Conviene cambiare auto per risparmiare sul bollo dopo i 70 anni?

La convenienza di cambiare auto dopo i 70 anni per risparmiare sul bollo dipende da una valutazione complessiva dei costi di gestione e delle eventuali agevolazioni regionali per veicoli a basse emissioni o storici. Non esistendo sconti automatici legati all’età, il risparmio può derivare solo dal tipo di veicolo scelto e dalle politiche della propria Regione. Analisi di settore, come quelle pubblicate da Quattroruote sulle esenzioni per auto elettriche, ibride, a idrogeno, Gpl e metano, evidenziano che i benefici sul bollo sono legati all’alimentazione e alle decisioni regionali, non all’anagrafe del proprietario.

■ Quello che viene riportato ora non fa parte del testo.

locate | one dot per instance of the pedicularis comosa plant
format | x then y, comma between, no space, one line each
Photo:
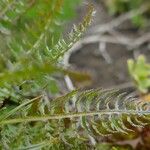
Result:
33,112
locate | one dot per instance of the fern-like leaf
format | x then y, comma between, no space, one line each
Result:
98,112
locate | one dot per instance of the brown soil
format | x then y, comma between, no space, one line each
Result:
90,59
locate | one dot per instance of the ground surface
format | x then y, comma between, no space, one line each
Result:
89,58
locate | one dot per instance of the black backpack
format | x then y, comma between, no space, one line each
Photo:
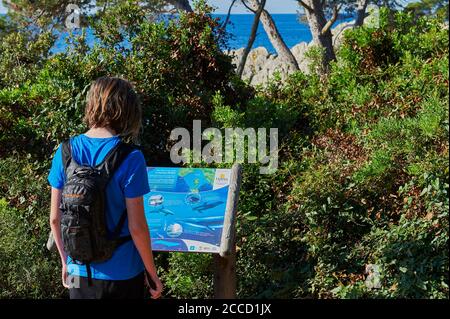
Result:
84,229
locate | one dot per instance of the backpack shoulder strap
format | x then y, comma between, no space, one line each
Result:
114,158
66,152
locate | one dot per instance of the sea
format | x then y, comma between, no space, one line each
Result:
292,28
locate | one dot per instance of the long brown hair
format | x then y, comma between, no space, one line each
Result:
112,102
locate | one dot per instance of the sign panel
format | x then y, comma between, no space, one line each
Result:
185,208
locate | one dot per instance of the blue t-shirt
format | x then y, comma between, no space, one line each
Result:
129,180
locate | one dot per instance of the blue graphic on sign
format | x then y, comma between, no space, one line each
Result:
185,208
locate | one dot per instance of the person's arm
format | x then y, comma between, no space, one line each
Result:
55,222
137,225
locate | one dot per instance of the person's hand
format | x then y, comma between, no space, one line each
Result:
64,275
155,285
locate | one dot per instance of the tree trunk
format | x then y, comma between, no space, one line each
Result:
321,36
361,12
252,38
274,36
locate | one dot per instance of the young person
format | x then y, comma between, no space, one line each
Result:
113,114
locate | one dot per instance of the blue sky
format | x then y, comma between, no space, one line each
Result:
273,6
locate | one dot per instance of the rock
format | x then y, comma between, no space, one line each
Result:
261,66
339,31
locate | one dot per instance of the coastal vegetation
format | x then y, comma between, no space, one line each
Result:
363,178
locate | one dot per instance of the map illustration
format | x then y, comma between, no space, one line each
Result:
185,208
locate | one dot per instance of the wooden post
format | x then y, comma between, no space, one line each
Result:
225,261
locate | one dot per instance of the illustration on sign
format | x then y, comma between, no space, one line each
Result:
185,208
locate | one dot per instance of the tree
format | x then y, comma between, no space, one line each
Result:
252,37
321,27
361,12
272,33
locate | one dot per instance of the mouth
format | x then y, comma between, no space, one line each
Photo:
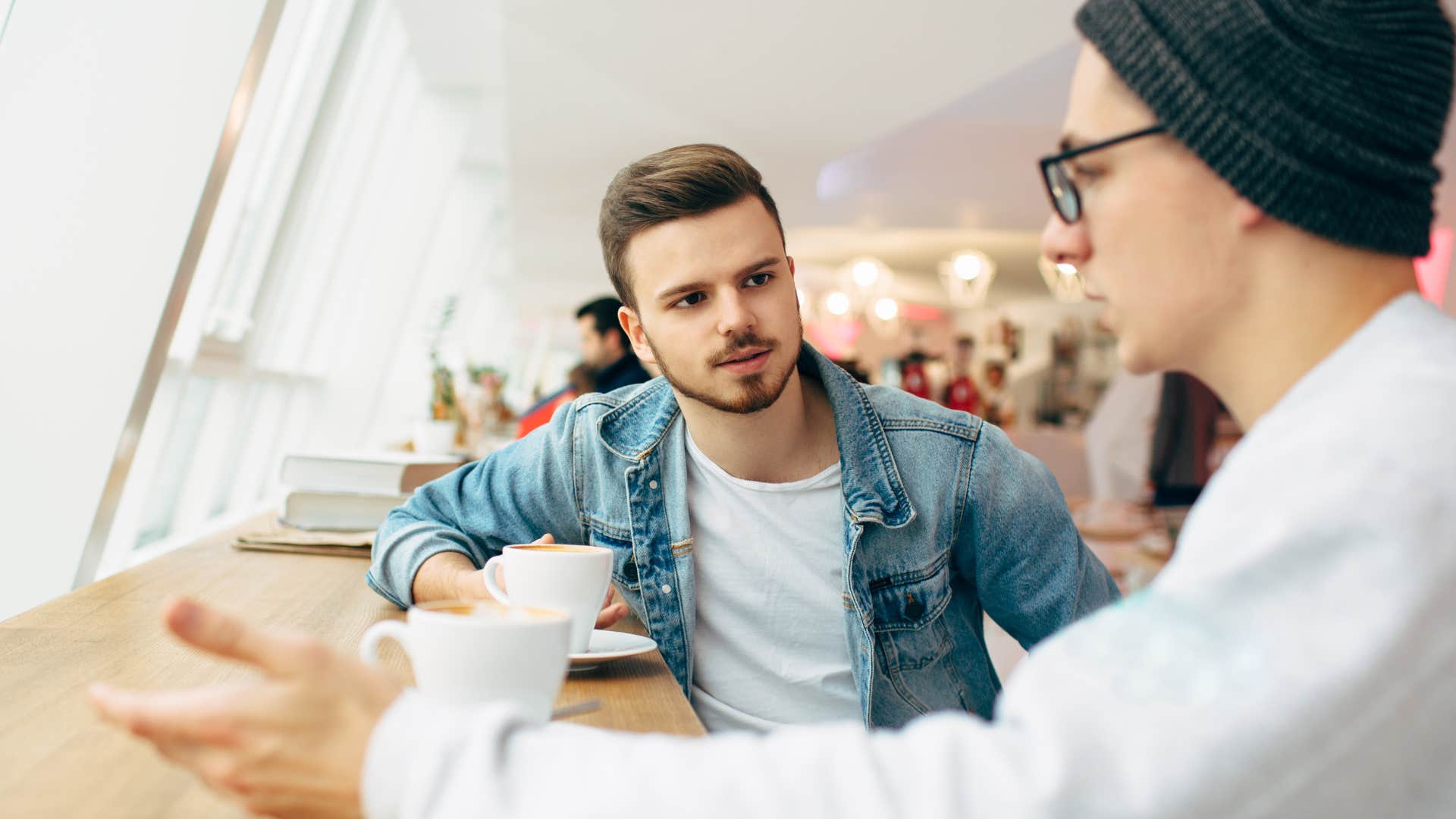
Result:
747,360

Per chi sta valutando il cambio vettura, può essere utile approfondire il tema delle esenzioni per auto elettriche e ibride e l’impatto del bollo sul costo di gestione complessivo, confrontando il risparmio potenziale con il costo di acquisto e con le proprie esigenze di mobilità. Un automobilista di 72 anni che usa l’auto solo per brevi tragitti urbani potrebbe, ad esempio, trarre vantaggio da un modello a basse emissioni con agevolazioni sul bollo, ma dovrebbe considerare anche assicurazione, manutenzione e valore residuo del veicolo. Al contrario, chi percorre pochi chilometri all’anno e possiede già un’auto affidabile potrebbe non recuperare il costo del cambio solo con il risparmio sulla tassa.

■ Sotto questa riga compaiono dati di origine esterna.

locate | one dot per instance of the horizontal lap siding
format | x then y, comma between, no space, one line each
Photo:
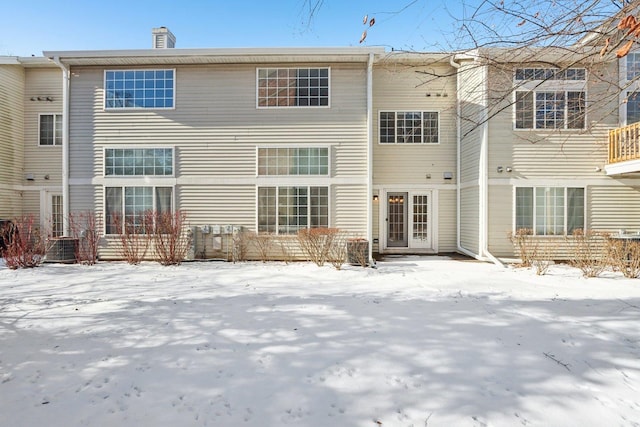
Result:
12,80
216,129
446,231
42,160
405,88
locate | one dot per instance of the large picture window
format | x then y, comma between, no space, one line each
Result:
138,162
50,129
409,127
550,211
550,110
128,207
293,161
139,89
293,87
285,210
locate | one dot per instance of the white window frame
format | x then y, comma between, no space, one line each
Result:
55,116
143,147
104,97
400,143
549,85
297,147
267,107
278,187
566,207
123,197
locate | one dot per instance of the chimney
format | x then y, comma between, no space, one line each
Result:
163,38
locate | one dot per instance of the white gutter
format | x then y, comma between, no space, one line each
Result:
65,145
370,156
483,183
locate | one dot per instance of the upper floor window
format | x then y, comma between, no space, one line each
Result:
293,161
293,87
550,110
139,89
549,211
50,129
409,127
526,74
138,162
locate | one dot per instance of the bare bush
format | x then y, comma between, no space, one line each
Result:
358,251
25,246
263,242
624,256
338,250
589,254
316,243
135,237
526,246
171,237
86,227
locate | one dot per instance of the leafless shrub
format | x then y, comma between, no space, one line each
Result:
285,248
338,250
624,256
86,227
316,243
358,251
25,247
263,242
135,238
526,246
240,242
589,254
171,236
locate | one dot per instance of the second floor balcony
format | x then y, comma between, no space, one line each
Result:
624,150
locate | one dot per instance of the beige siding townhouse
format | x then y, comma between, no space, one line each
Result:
30,141
535,150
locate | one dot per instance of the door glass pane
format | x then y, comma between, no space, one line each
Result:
420,217
397,219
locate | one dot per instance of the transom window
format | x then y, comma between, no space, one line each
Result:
550,74
50,129
550,110
409,127
293,87
550,211
285,210
129,207
293,161
138,162
139,89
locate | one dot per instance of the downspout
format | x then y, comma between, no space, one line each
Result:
370,156
484,254
484,173
65,144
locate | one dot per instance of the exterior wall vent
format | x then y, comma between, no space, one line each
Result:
163,38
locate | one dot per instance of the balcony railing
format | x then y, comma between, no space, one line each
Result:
624,143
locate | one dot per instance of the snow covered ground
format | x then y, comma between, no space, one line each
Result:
416,342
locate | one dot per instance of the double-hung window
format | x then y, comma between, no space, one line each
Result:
550,211
127,207
125,89
50,129
293,87
632,97
409,127
289,206
548,98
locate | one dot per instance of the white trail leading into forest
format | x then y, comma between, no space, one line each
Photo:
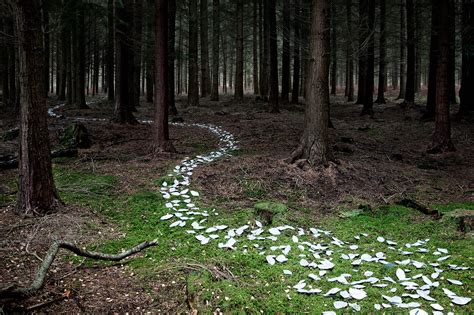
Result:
312,250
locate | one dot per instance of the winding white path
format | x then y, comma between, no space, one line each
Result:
314,250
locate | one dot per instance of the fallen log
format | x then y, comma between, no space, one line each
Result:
12,291
13,163
409,203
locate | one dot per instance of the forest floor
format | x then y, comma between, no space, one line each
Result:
111,203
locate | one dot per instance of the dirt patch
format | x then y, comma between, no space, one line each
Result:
379,161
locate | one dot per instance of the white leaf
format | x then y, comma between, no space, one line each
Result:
456,282
332,291
437,307
459,300
401,274
166,217
340,304
271,259
357,294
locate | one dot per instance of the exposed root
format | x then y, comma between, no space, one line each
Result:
12,291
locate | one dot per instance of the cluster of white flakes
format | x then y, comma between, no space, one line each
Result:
316,251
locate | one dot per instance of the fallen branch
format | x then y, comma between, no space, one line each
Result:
13,163
409,203
13,291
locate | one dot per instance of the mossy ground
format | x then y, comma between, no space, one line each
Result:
258,287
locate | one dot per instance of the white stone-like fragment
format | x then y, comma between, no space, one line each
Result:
459,300
401,274
166,217
437,307
340,304
456,282
357,293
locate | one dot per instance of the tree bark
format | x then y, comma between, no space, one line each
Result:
255,47
285,67
431,98
367,99
162,141
441,141
402,50
382,55
81,58
205,80
314,145
193,81
136,51
46,45
123,105
333,49
273,50
215,50
110,51
36,192
296,53
350,57
239,51
171,57
466,93
364,33
410,81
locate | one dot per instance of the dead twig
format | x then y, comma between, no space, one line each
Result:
12,291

Un altro scenario riguarda chi possiede un veicolo potenzialmente storico o di interesse collezionistico: in alcune Regioni sono previste riduzioni o esenzioni specifiche, ma spesso richiedono l’iscrizione a registri riconosciuti e il rispetto di determinati requisiti. In questo caso, prima di vendere un’auto datata per passare a un modello più recente, può valere la pena verificare se il veicolo attuale possa beneficiare di un regime agevolato come veicolo storico, tenendo conto però che l’uso quotidiano di queste vetture può essere meno pratico rispetto a un’auto moderna.

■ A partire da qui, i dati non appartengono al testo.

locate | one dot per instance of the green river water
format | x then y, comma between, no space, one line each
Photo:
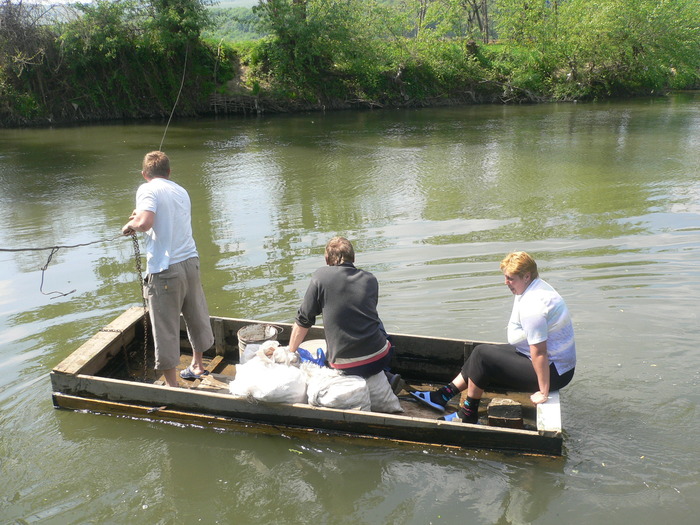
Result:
606,196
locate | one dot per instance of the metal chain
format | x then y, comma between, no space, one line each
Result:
137,256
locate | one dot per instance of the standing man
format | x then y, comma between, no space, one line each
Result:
163,213
347,298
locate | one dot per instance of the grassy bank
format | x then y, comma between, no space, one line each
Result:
140,59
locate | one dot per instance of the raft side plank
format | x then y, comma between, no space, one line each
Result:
97,351
353,422
69,402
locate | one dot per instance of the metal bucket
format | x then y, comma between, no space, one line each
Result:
256,334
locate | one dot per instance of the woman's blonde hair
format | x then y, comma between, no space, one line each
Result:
519,263
338,251
156,164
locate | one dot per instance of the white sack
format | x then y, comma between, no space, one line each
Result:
331,389
268,381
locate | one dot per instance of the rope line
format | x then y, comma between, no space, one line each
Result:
182,83
55,249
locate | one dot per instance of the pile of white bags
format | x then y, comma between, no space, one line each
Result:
270,378
275,375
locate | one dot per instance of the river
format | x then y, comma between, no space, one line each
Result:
606,197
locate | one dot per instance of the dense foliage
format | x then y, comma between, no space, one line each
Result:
105,60
126,58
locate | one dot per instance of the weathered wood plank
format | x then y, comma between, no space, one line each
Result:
97,351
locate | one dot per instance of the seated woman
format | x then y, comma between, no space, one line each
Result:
541,354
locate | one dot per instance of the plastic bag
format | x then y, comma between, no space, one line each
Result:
265,380
331,389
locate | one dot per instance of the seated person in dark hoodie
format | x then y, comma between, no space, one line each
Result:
347,299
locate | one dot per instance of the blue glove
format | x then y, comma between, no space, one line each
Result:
307,357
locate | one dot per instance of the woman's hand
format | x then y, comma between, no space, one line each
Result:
539,397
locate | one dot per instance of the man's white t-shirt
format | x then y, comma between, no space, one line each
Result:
170,239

Per prendere una decisione informata, è utile simulare due situazioni: mantenere l’auto attuale continuando a pagare il bollo pieno, oppure sostituirla con un veicolo che gode di esenzioni o riduzioni, stimando il risparmio sulla tassa e confrontandolo con il costo complessivo dell’operazione. Se, dopo questa analisi, il risparmio sul bollo appare marginale rispetto all’investimento richiesto, potrebbe essere più sensato concentrarsi su altri aspetti del budget automobilistico, come la scelta di una polizza assicurativa più adatta o la riduzione dei chilometri percorsi, piuttosto che puntare tutto sul cambio auto come unica leva di risparmio.